Aeschynanthus lasianthus is a species of flowering plant in the family Gesneriaceae. It is an epiphyte or lithophyte with leathery leaves, red flowers, and capsule fruits. The species is native to Yunnan, China, and was described in 1975.

==Taxonomy==
The species was described by Wang Wencai in 1975. The description was published in Acta Phytotaxonomica Sinica.

==Distribution==
Aeschynanthus lasianthus is native to the wet tropical biome of north-west Yunnan, China. The species grows on trees at the margins of forests, and on rocky cliffs beside streams.
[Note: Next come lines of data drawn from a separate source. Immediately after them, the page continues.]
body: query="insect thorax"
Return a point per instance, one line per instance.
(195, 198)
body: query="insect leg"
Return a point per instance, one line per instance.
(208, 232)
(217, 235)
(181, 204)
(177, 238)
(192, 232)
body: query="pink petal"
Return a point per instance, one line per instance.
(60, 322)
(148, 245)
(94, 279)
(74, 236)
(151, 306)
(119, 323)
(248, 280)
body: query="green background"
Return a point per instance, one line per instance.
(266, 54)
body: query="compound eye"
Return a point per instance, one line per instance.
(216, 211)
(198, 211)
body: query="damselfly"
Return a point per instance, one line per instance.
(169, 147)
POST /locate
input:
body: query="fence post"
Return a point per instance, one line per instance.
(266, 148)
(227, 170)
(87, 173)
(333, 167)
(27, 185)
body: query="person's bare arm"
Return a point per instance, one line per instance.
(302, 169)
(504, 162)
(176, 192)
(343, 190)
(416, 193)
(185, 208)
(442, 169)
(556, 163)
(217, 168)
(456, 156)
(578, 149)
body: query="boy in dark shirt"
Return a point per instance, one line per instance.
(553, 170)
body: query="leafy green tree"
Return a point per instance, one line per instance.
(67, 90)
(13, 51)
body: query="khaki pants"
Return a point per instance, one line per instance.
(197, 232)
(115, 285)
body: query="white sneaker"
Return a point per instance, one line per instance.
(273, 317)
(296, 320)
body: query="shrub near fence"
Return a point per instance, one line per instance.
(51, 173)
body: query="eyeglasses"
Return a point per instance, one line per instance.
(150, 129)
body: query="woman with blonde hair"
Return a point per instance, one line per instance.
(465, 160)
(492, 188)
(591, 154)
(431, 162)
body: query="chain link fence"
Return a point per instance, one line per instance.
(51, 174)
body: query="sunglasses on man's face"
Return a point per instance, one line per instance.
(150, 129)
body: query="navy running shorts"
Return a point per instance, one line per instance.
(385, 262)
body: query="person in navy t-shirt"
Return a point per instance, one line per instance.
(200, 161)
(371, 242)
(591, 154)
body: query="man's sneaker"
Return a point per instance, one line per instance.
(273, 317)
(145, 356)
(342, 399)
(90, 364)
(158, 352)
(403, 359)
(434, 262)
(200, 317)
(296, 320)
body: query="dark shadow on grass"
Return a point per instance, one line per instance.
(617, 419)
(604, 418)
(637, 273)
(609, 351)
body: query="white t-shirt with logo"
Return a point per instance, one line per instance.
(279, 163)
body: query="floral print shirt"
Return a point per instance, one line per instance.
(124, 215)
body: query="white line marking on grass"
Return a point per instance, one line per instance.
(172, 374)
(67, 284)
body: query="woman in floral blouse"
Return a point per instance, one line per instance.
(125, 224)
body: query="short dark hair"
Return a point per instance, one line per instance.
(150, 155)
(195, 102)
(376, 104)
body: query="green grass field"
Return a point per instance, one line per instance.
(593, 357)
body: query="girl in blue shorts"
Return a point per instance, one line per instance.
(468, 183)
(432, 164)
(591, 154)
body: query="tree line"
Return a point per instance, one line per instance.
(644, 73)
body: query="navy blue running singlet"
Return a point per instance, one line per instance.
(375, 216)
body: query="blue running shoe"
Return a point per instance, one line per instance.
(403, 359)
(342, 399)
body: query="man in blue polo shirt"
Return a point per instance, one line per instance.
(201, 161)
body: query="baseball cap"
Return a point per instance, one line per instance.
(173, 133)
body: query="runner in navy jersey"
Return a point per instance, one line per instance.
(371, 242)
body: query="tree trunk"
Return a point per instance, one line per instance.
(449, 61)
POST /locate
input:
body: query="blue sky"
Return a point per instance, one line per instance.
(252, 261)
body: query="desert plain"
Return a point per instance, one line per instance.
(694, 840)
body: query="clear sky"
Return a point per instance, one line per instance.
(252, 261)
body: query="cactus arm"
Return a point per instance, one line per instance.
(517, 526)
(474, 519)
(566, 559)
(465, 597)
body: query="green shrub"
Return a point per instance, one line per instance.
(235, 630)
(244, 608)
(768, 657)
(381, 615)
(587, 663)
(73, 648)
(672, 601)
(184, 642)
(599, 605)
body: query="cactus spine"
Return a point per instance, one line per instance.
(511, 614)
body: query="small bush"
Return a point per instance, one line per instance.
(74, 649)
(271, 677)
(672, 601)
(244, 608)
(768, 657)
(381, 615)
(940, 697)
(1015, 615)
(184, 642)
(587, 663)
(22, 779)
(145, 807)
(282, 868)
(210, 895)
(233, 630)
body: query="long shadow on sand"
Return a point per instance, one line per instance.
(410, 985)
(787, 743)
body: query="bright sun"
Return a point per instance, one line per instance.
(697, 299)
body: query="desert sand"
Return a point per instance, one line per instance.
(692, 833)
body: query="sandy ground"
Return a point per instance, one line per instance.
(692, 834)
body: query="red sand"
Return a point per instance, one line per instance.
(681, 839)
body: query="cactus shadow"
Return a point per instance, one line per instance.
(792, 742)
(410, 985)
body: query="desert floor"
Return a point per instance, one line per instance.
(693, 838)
It is present at elevations of 1700-2600 m.

==Description==
Aeschynanthus lasianthus is an epiphyte or lithophyte. The stems are 40-120 cm long, brown, and silky.

The leaves are arranged oppositely. The leaf stem is 3.5-10 mm long. The leaves are thin, leathery, narrowly ovate to ovate or elliptical, 2.9-8 cm long, and 1.4-2.9 cm wide.

The inflorescence is a cyme with one or two flowers. The inflorescence lacks a stem. The flower stems are 0.8-1.4 cm long. The calyx is green, 1-1.8 cm long, and has five lobes. The calyx tube is 3.5-4 mm wide at the mouth. The corolla is red, and 2.5-2.8 cm long. The plant flowers from August to September.

The fruit is a capsule around 20 cm long. The plant fruits in September.

==Nomenclature==
In Chinese, the species is known as 毛花芒毛苣苔 (mao hua mang mao ju tai).